She blows a kiss at him, and goes into the bathroom, closing the door behind her. As he dials the number in Menemsha, he hears the water running. He is on the phone with Helen for perhaps five minutes, telling her he went to this place in the Village, highly recommended by New York magazine, where he had a steak and, oh, guess what, he ran into Chris and Melanie Fielding, they both send their love. Annie gets on the phone, wanting to know when he’ll be coming home — both girls already think of the Menemsha cottage as home — and he tells them he’ll be up on Saturday morning, and she tells him she caught a frog and she has him in a jar and his name is Kermit.
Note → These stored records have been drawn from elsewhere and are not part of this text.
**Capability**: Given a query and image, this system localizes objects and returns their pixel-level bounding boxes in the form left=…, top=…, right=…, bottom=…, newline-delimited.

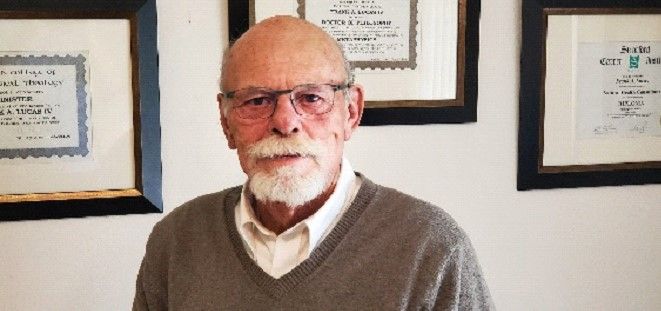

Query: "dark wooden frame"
left=228, top=0, right=480, bottom=125
left=0, top=0, right=163, bottom=221
left=517, top=0, right=661, bottom=190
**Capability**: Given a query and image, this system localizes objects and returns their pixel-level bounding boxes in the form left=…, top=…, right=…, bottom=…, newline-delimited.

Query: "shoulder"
left=364, top=179, right=470, bottom=249
left=150, top=186, right=241, bottom=240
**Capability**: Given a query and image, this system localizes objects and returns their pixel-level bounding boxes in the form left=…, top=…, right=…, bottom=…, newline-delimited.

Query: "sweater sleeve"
left=133, top=261, right=149, bottom=311
left=133, top=221, right=169, bottom=311
left=434, top=237, right=495, bottom=310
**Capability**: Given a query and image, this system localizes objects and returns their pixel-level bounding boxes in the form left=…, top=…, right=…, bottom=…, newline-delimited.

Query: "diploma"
left=576, top=41, right=661, bottom=139
left=304, top=0, right=417, bottom=69
left=0, top=52, right=91, bottom=159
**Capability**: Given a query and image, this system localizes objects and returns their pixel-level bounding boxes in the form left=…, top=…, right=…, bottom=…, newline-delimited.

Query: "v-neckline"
left=223, top=174, right=377, bottom=299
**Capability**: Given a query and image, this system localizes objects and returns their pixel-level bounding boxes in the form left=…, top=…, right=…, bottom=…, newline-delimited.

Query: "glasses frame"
left=221, top=82, right=352, bottom=120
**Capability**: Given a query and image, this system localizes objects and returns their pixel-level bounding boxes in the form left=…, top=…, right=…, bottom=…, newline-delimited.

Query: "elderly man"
left=133, top=16, right=492, bottom=310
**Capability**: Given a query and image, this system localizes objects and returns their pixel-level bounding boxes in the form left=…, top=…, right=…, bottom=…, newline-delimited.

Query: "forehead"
left=222, top=18, right=347, bottom=90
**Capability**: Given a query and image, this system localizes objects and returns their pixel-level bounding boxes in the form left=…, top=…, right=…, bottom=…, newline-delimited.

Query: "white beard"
left=248, top=167, right=329, bottom=208
left=248, top=136, right=333, bottom=208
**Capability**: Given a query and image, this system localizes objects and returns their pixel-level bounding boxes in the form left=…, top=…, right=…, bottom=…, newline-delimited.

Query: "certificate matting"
left=0, top=0, right=162, bottom=220
left=517, top=0, right=661, bottom=190
left=228, top=0, right=480, bottom=125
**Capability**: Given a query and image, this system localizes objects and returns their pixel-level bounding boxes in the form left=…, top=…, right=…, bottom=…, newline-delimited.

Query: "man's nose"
left=270, top=94, right=301, bottom=136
In the background, David hears Jenny say, “How original.” He speaks to her for a few minutes, and then Helen gets back on the line and they talk for a few minutes more before they say goodnight.

A narrow line of light is showing under the bathroom door.
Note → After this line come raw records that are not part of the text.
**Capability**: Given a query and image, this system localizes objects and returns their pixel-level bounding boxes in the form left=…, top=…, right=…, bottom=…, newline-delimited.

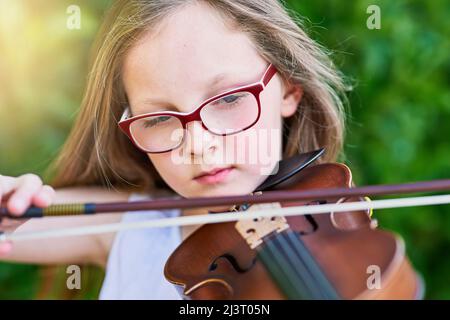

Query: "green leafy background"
left=0, top=0, right=450, bottom=299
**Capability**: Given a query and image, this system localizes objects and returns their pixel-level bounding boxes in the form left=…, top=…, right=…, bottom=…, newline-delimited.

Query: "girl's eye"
left=143, top=116, right=172, bottom=128
left=213, top=94, right=243, bottom=106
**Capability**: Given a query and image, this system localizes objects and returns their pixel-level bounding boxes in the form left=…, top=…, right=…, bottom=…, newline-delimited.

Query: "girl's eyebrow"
left=136, top=73, right=237, bottom=114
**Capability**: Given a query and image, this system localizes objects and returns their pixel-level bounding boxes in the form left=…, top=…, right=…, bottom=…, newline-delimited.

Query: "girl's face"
left=123, top=3, right=302, bottom=197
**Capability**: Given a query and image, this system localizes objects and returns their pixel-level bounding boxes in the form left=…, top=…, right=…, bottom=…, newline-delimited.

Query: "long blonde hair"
left=47, top=0, right=345, bottom=192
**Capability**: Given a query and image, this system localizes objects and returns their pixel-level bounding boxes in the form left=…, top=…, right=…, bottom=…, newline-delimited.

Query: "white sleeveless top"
left=99, top=193, right=181, bottom=300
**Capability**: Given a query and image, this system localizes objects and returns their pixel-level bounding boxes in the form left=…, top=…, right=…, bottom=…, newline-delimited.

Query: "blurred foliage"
left=0, top=0, right=450, bottom=299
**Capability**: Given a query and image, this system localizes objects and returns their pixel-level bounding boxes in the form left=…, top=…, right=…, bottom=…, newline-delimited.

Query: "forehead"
left=123, top=2, right=265, bottom=107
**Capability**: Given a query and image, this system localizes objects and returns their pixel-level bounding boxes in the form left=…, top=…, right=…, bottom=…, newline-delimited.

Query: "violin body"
left=164, top=163, right=423, bottom=300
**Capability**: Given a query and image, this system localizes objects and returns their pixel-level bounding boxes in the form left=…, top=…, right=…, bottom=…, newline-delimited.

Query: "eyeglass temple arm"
left=262, top=64, right=277, bottom=87
left=119, top=107, right=130, bottom=122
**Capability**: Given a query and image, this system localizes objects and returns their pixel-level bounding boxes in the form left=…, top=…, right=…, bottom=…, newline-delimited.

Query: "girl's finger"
left=0, top=175, right=17, bottom=203
left=32, top=185, right=55, bottom=207
left=7, top=174, right=42, bottom=215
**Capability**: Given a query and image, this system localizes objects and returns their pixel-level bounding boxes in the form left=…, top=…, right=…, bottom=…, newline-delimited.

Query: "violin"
left=164, top=152, right=423, bottom=300
left=0, top=149, right=450, bottom=299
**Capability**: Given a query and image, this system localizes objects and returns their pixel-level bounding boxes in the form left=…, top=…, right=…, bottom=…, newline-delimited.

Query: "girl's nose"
left=184, top=121, right=217, bottom=156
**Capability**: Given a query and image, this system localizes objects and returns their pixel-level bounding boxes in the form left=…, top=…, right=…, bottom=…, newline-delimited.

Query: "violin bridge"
left=235, top=202, right=289, bottom=249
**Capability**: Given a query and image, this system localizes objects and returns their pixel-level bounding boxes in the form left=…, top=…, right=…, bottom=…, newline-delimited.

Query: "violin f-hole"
left=208, top=253, right=256, bottom=273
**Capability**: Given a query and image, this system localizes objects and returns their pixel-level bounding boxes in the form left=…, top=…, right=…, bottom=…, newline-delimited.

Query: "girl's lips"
left=194, top=167, right=234, bottom=184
The water is still running.

“Kate?” he calls softly.

The air conditioner is clattering noisily.

“Kate?”

He walks to the bathroom door and knocks gently.

“Yes?”

“Are you all right?”

“Of course. Come in.”

The bathroom is full of steam. She is lying in the tub under a mountain of bubbles. Her hair is wrapped in a white towel, a single red tendril curling on her forehead like a tiny wet serpent. Her arm comes out of the water. She turns off the faucet, and then pats the rim of the tub. “Come sit,” she says.

Soapsuds cling to her fingers.

There is an odd little smile on her face.

He sits on the edge of the tub.

She slides deeper under the suds, closes her eyes, rests the back of her head on the white porcelain rim. “Do you remember the movie 1984?” she asks.

“Yes?”

“Where the thing he fears most, the hero, I forget his name...”

“Smith.”

“Yes, he fears rats more than anything in the world. And what they do to him, what Richard Burton does to him, is put this cage over his face where there’s a rat in one end of it, but the rat can’t get at his face because there’s a sort of partition that keeps him away. What Burton is trying to do is get John Hurt... that’s who played the hero... to betray his girlfriend, her name is Julia. So he starts opening this little partition that separates Hurt’s face from the rat, this little sort of gate that pulls up, or to the side, I forget which, and as it’s starting to open Hurt yells, ‘Do it to Julia!’ I was thinking of that before you knocked on the door,” she says.

“Why?”

“I don’t know. Richard Burton opening the gate. I just happened to think of it.”

“Who’s Julia?” he asks.

“The girl in the movie.”

“Yes, but you mentioned her once before.”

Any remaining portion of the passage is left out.